Artur Piotrowski z Ełku użytkownikiem Gadu-Gadu 10-lecia!

GG z okazji swoich urodzin wybrało użytkownika 10-lecia. Został nim pan Artur Piotrowski z Ełku. W ubiegłym tygodniu ponad 1000 osób zgłosiło się do urodzinowego konkursu Gadu-Gadu i wysłało GG swoje historie. Wielu, dzięki Gadu-Gadu poznało miłość swojego życia, czy długoletnich przyjaciół. Wszyscy uczestnicy konkursu mają swoje numery GG od wielu lat. Nie było łatwo wyłonić zwycięzcę. Po burzliwych dyskusjach komisji podjęliśmy jednak decyzję – mówi Agnieszka Gajzler, Dyrektor Pionu Promocji GG Network – użytkownikiem 10-lecia został Pan Artur Piotrowski. Dzięki GG poznał wybrankę swojego serca i jest szczęśliwym ojcem 5 letniego synka. Co ważne, posiada swój numer GG niezmiennie od 10 lat.Zwycięska historia Artura Piotrowskiego: „Pięknej sierpniowej nocy 2004 roku rozmawiałem ze znajomym na GG o wyjściu na spacer w celu poderwania towarzystwa na nadchodzący weekend lub też resztę wakacji. Po chwili ujrzałem przychodzącą wiadomość od nieznajomej osoby. Ula 24 lata, miasto położone 25 km od mojego. Umawiała się z kimś na spotkanie na mostku o 20.00 w sobotę. Miała nałożyć czerwoną kurteczkę dla rozpoznania. Wiedziałem, że to pomyłka, jednak odpisałem – „OK będę”. Nie mając żadnych informacji, prócz danych z GG, postanowiłem zaryzykować. Pożyczyłem od Marcina samochód i wyruszyłem ku przygodzie.

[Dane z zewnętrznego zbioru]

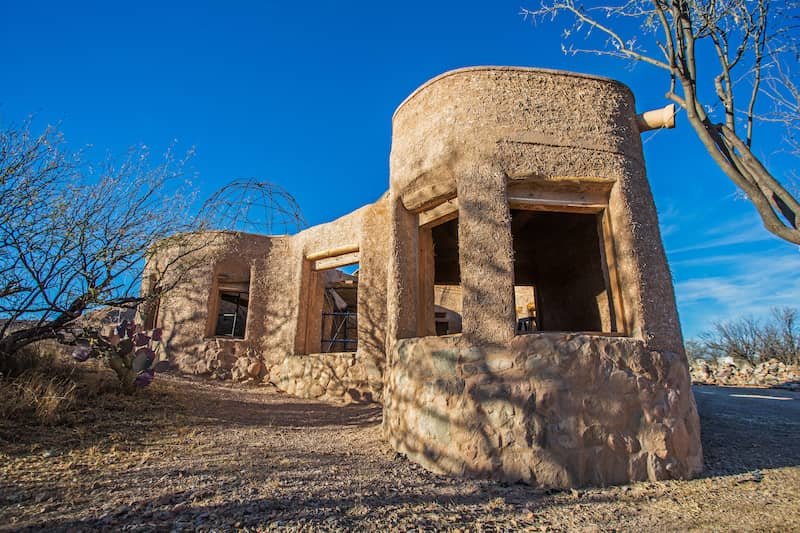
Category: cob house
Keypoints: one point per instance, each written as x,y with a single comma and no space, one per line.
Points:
512,310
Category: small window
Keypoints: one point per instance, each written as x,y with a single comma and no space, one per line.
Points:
232,313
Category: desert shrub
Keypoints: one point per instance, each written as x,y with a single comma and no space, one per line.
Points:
752,340
128,349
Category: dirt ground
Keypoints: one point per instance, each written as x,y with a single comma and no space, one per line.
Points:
192,455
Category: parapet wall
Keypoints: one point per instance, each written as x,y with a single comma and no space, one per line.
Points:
556,410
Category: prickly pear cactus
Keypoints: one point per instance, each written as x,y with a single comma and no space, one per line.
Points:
128,349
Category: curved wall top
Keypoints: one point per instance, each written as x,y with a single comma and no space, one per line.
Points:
528,121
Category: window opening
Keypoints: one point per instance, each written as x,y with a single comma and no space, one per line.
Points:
232,311
560,281
447,296
340,310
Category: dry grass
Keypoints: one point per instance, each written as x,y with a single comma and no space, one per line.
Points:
41,386
185,454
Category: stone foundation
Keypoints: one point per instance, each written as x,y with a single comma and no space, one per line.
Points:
552,409
335,377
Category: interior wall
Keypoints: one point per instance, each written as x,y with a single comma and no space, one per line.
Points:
559,254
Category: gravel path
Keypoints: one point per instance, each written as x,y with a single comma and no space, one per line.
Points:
192,455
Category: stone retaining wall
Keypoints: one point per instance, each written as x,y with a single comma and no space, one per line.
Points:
338,377
771,373
557,410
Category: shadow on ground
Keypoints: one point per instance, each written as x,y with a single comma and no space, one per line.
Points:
745,429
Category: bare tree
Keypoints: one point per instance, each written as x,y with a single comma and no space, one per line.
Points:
752,340
754,44
75,237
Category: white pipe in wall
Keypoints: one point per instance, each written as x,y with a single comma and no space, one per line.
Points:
656,119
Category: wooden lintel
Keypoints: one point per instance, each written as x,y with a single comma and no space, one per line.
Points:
336,261
332,252
440,214
566,206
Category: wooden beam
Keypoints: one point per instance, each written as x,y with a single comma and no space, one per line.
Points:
331,252
335,262
610,256
565,201
440,214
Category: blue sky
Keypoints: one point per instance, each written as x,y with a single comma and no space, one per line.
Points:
302,94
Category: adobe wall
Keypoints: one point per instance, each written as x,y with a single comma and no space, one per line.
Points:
280,310
185,311
557,409
551,409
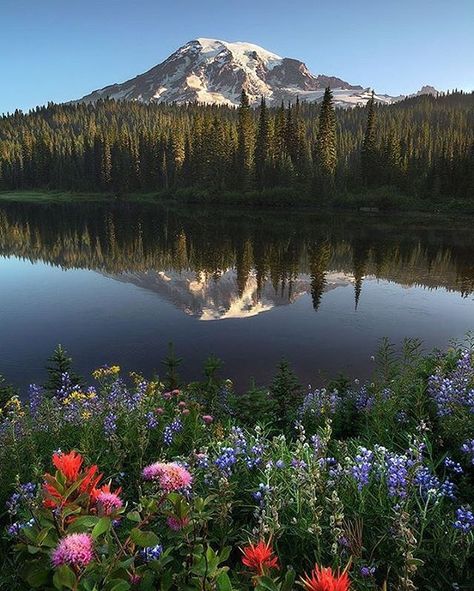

Olśniła mnie swą niewinną urodą. Stanąłem niedaleko i brakowało mi odwagi by podejść zamiast tego kogoś, kto tu powinien być i odezwać się. A co jeśli on też tu jest? Może jakoś sie skontaktowali ze sobą? Podeszła do mnie i spytała czy mam na imię Mateusz… Jakże mógłbym odpowiedzieć inaczej niż twierdząco… przecież to moje imię z bierzmowania. Nic o nim nie wiedziała, to był początek znajomości między nimi, próbowali przenieść ją z czatu na Gadu-Gadu . Wymieniliśmy się numerami telefonu, jednak nie zadzwoniłem… Po paru dniach odezwała się do mnie na GG pytając dlaczego ją ignoruję, przecież było tak fajnie na randce… Wytłumaczyłem jej że umówiła się z kimś innym i nie chcę mu wchodzić w drogę i przepraszam ze już to zrobiłem. Zamilkła… Po 10 minutach zadzwoniła do mnie i poprosiła o rozmowę w 4 oczy. Dziś mamy już dwuletniego synka, który o 5.00 rano ściąga nas z łóżka, by się z nim razem bawić. Mówi mama, tata, chyba musimy go nauczyć mówić „Gadu-Gadu” bo to właśnie tam się wszystko zaczęło” Pan Artur zostanie zaproszony na Galę z okazji 10-lecia GG oraz otrzyma telefon LG KS365 ze starterem GaduAir i gadżety od GG.